I visited on a Sunday and enjoyed the set price menu - as
did my companions; Mrs Eating Out In Stafford and our two children, aged one
and two.
I had a genuinely exquisite Wild Mushroom Gnochi as a
main course followed by a chocolate and orange bread and butter pudding.
It was the former, with its piquant sauce and deliciously
textured body that I dangled in front of Mrs EOiS as she attempted to enjoy her
roast pork, which I'm informed was also excellent.
Happily, she isn't such a belligerent old git as I am and
she happily tried it and declared it excellent.
Before the meal, we were presented with a perfectly acceptable selection of
breads, olive oil and balsamic vinegar. A restaurateur who can go to his grave,
content that he has taken the edge of his customer's hunger with any
combination of bread, butter, olives, oil and garlic can do so a happy man in
my opinion. Particularly if he did so, as in this case, without additional
charge.
While we consumed said delicasies, the littlies
entertained themselves with the children's menu, which has a suitably
distracting word search and dot-to-dot on the reverse. And here lies my only
criticism; if you give kids something to draw on, you have to give them pencils
or crayons. Luckily I'm married to child care expert who is never without such
items, otherwise there could have been big trouble in Littleton.

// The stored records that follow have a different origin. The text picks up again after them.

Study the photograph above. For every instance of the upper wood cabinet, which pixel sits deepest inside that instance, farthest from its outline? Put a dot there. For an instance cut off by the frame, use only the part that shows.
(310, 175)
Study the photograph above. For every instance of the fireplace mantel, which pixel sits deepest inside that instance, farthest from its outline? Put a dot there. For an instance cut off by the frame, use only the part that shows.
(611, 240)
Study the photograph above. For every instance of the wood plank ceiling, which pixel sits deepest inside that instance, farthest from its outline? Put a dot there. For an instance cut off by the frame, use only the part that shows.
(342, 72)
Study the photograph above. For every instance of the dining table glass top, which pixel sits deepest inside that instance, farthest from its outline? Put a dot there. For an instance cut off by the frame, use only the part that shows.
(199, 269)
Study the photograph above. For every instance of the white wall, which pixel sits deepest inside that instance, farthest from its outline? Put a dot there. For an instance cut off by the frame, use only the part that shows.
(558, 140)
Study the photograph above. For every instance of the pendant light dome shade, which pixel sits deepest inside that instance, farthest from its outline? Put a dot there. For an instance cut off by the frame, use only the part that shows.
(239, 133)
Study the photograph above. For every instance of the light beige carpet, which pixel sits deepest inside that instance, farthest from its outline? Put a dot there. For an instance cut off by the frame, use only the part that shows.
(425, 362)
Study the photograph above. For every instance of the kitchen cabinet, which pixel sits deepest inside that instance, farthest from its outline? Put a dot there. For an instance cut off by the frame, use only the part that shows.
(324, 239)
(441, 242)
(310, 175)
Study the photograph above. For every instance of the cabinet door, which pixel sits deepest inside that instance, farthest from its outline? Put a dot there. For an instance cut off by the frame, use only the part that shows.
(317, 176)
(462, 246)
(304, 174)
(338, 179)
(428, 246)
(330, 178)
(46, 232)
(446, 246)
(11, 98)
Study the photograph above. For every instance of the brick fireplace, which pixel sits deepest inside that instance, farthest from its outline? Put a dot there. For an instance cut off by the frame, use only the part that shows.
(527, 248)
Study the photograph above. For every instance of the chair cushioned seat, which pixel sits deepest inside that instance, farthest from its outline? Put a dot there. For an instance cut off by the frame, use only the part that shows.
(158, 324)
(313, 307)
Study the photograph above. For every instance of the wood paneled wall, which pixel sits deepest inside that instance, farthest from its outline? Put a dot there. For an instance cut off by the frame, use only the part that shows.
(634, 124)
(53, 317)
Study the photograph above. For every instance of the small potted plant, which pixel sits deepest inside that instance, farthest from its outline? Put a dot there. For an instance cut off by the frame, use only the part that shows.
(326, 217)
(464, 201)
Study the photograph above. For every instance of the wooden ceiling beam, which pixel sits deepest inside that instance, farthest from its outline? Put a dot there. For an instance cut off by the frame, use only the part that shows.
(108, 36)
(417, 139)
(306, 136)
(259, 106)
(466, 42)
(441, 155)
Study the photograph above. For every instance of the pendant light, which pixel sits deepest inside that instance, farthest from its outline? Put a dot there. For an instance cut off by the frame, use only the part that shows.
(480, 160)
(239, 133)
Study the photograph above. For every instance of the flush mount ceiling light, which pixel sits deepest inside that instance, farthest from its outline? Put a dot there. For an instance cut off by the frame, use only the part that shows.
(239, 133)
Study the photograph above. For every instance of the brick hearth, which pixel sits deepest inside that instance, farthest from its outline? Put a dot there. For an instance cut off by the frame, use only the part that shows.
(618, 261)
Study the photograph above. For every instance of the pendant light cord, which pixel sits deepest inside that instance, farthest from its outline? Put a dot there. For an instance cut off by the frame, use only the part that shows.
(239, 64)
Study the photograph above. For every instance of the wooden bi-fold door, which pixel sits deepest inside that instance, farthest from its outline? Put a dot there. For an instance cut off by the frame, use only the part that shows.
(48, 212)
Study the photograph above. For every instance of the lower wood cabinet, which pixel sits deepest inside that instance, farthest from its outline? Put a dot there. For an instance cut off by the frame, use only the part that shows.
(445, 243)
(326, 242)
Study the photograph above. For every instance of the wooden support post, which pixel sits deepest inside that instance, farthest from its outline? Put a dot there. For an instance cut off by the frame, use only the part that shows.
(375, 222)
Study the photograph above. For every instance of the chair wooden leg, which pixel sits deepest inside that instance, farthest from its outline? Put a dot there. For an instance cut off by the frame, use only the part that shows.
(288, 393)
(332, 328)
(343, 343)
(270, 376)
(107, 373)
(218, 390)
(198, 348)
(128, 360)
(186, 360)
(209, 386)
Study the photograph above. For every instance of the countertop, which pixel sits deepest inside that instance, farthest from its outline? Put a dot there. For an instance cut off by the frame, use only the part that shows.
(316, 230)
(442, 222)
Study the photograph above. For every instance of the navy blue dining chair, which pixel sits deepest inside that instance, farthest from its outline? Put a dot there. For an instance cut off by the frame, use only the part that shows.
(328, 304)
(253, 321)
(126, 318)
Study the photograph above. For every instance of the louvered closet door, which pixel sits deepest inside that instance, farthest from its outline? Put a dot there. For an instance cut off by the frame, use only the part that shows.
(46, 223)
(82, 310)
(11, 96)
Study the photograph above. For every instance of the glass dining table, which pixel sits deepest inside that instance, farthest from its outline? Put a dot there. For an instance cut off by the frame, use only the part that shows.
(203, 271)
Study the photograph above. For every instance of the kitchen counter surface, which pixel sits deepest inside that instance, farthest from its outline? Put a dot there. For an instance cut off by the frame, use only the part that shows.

After the menu, our two small people both had fish
fingers and chips and even Jamie Oliver would have been proud of the home
battered mini cod slices and hand cut chips they were presented with.
Both followed this with ice cream, while Mrs EOiS had an
impressive looking chocolate and cherry Eaton mess for dessert. I was quite
jealous.
The Littleton Arms is well worth a visit and I'm led to
believe it performs equally as impressively as a hotel.
The Sunday Set Price menu is a great value £15 for two courses or £18 for three. Forced-sharing of food is optional.